What things do you miss most (other than family and friends) from your home country?
American food, speaking English, being able to read the random papers that are given to me at work every day, and most of all, I miss my car.
What do you think you will miss most when (or if) you leave Japan?
The scenery. This place really is beautiful, and I fell in love with the city life here, as well as the people in general and the land. Just the atmosphere and the… general being of this place? It’s hard to describe, but I would miss just being here.
What things would you recommend to new teachers in your area to bring with them from their home country?
Bring Mac n Cheese, your own brand of face wash, deodorant, your own shoes if you are a woman past size 9, and lots of clothes if you do not match the Japanese body type (few curves, petite, stick-like). If you are busty, have hips, are tall, have long legs or arms, etc, you need to pack lots of clothes. If you dyed your hair blonde, bring some extra hair dye. They don’t cater to foreign hair/body types here.
Is there any access to culture shock/stress help in your country?
Yes, it is available. The school board offers a hotline for extreme cases of culture shock or culture stress, and the structure of the program allows contact between all Mito AETs, resulting in a tight-knit community of foreign teachers who can help one another in an instant. If you are in a situation where you feel lonely, panicked, stressed, pessimistic, or otherwise unsettled, do not hesitate to reach out for help.
About Me and My Work:
My Name: Elena
Students I’ve taught in Japan: Pre-school / kindergarten (4-6 years), elementary (6-12 years), junior high school (12-15 years).
Where I teach: Iitomi Junior High, Elementary, Kindergarten, Mito-shi, Ibaraki. Teaching here for 1 year.

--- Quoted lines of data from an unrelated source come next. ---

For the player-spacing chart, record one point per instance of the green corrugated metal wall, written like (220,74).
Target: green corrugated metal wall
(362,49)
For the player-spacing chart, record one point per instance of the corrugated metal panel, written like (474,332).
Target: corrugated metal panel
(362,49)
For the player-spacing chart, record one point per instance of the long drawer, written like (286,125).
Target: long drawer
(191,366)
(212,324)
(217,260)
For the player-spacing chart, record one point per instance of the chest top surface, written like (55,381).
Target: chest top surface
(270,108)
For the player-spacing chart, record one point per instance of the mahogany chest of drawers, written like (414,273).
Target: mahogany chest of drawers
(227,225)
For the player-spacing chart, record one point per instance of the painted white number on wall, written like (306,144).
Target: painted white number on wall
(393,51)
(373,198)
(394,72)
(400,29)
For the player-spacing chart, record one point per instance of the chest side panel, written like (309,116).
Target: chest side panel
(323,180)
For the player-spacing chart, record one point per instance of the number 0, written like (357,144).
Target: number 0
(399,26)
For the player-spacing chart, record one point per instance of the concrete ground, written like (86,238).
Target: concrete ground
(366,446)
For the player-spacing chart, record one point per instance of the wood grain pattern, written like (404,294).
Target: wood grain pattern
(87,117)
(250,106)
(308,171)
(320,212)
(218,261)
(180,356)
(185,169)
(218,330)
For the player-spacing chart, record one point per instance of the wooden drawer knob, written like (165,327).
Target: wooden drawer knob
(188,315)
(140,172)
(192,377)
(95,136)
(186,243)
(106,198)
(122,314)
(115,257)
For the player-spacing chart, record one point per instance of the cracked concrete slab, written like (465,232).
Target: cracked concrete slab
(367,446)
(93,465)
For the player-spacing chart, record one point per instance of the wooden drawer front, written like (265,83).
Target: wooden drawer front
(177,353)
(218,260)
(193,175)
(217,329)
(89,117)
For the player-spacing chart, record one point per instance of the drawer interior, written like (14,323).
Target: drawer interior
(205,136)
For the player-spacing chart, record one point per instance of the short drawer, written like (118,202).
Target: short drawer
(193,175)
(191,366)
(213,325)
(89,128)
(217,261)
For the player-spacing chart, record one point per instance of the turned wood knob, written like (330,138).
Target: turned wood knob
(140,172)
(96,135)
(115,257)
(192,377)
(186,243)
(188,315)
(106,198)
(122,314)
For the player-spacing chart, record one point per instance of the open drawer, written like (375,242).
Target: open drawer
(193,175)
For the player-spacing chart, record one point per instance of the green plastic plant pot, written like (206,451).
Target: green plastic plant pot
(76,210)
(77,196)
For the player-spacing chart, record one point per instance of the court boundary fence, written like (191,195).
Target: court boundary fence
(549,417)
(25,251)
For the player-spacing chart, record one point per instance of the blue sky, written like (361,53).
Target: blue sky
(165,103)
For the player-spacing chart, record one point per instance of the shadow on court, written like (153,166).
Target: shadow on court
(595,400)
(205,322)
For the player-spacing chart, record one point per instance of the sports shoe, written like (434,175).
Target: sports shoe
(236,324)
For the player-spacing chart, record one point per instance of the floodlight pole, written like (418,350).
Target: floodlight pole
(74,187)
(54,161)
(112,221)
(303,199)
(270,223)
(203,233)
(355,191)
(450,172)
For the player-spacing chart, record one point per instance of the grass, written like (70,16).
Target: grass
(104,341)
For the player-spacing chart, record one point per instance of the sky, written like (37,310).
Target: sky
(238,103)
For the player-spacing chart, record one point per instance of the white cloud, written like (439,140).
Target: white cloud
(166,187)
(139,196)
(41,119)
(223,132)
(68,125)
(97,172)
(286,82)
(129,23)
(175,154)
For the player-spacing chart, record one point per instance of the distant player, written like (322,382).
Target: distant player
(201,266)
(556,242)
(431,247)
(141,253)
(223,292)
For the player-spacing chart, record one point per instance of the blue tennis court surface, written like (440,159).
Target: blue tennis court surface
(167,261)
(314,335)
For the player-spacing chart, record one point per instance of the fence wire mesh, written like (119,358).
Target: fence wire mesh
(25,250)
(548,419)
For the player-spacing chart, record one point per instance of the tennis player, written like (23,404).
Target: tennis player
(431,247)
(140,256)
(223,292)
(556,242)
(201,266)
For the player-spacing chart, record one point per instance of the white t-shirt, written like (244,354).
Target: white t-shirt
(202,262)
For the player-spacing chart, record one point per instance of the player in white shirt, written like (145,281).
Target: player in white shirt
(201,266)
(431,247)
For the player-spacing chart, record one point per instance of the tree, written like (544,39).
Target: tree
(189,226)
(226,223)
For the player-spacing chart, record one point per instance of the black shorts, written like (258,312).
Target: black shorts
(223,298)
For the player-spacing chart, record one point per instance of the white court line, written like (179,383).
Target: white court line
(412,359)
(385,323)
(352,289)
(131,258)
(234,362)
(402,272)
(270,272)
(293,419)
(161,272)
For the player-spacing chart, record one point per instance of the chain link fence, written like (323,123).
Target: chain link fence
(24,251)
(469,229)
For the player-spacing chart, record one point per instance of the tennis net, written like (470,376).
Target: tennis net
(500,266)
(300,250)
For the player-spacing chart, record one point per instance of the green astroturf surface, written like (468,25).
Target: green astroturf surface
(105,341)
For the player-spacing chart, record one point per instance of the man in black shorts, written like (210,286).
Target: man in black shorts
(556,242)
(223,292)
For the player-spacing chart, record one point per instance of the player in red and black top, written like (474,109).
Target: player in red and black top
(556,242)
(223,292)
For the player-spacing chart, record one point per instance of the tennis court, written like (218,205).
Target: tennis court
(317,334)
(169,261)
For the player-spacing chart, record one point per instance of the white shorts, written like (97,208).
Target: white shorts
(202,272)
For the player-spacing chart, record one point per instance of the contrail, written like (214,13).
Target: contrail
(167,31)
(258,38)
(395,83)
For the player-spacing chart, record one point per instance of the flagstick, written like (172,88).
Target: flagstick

My school facilities: Good – teaching resources are outdated and I have no textbook at the elementary level. I have to create a lot of my own tools, and there are not many supplies in the schools at my disposal. I cannot bring my own computer and my school computer cannot print, making it difficult to prepare worksheets, etc. However, I have my own classroom in Elementary school, I have a very supportive English teacher in Junior High, and I have a lot of time in school to plan my lessons.